7. Be aware of the little things. While little things can go unnoticed, it’s often those tiny details that require the most attention.
8. Establish policy statements. Written policy statements let the public and staff know where they stand, and help the governing body govern. Written policy statements also provide a process to develop consensus.
9. Maintain the infrastructure. Make certain you are keeping up with what you have before taking on new projects. Deferring maintenance costs to the future burdens the next generation of leaders.
10. Be comfortable telling people that you don’t know the answer to their question. It’s better to tell constituents that you need to research an issue rather than provide inaccurate information.
11. Always keep the long-term interests of your city or town top of mind. Don’t be hurried into action or misled by the demands of special interest groups who want it done their way, right now.
12. Be open and honest with your colleagues. It’s unwise to spring surprises on your fellow local government officials or municipal staff, especially at formal meetings. If a matter is worth discussing, it should be placed on the agenda. Surprises often cause embarrassment, create distrust, and erode the team approach to governance.
13. Respect and don’t bypass the system. If you have a city or town manager or other chief administrative official, follow policy and avoid personal involvement in day-to-day operations.
14. Don’t let others bypass the system. Insist that people work with your staff first. If direct contact with elected officials is necessary, ensure it happens with the governing body as a whole and not on a one-on-one basis.

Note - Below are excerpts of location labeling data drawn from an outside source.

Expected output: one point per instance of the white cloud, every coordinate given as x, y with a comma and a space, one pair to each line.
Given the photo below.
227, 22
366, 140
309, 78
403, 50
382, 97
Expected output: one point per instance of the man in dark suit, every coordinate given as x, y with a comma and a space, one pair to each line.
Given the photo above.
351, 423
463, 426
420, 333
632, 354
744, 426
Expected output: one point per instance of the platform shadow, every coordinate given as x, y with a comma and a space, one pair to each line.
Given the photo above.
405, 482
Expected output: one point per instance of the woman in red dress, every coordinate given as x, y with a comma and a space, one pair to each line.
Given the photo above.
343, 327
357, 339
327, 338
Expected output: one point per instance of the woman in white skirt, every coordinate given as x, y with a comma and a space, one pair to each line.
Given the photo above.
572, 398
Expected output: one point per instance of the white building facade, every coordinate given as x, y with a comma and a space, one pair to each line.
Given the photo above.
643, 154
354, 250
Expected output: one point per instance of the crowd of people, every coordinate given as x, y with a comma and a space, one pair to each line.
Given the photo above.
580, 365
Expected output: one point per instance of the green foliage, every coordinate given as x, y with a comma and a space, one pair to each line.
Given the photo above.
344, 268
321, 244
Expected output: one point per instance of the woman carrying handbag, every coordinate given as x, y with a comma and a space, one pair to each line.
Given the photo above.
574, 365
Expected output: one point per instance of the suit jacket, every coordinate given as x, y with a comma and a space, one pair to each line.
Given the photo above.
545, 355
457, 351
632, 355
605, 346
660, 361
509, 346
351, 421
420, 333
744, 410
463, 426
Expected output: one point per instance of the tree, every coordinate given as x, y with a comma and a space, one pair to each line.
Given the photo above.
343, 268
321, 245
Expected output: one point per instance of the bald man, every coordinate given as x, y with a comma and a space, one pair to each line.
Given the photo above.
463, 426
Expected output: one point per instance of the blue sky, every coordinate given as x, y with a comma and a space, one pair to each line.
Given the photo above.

15. Formalize your personnel rules and regulations. Make sure they’re clear. For example, if you don’t pay for unused sick leave when an employee is terminated, put it in writing
16. Familiarize yourself with the New Hampshire Right-to-Know Law (RSA 91-A). Respect the letter and intent of this law.
17. Keep your constituents informed through a regular editorial in the local newspaper, radio interviews, or news releases. Be friendly in your interactions with the news media. Effective communications keep citizens engaged and fosters civic pride.
18. Keep your city and town staff informed, particularly those on the front line who have frequent contact with the public or are in a decision-making role.
19. Appoint citizen advisory committees as needed and be prepared to follow their advice. Appointing your opposition to a desired committee helps them work for you, instead of against you.
20. Hire the best people you can and give them as much responsibility as they can handle. Support and inspire them to succeed.
21. Encourage your employees to look for new ideas and better ways of doing things. Listen to what they have to say.
22. Make sure your city or town has a solid financial accounting and reporting system in place.
23. Remember that your municipality does not operate in a vacuum. You must work within the intergovernmental system to be effective. Keep in contact with school, county, state, and federal officials. Use the New Hampshire Municipal Association as a resource.
24. Keep your eye on state (and federal) legislation that can negatively affect your city through unfunded mandates or by eroding your ability to make decisions locally. Read NHMA’s Legislative Bulletin for weekly updates on key state legislation and regulations.
25. Budget money for your officers and employees to attend NHMA workshops and conferences. NHMA provides excellent learning opportunities and personal contacts who can be valuable to you, your staff, and elected officials. Read NHMA’s NewsLink for updates on upcoming workshops, webinars, and other training and educational opportunities.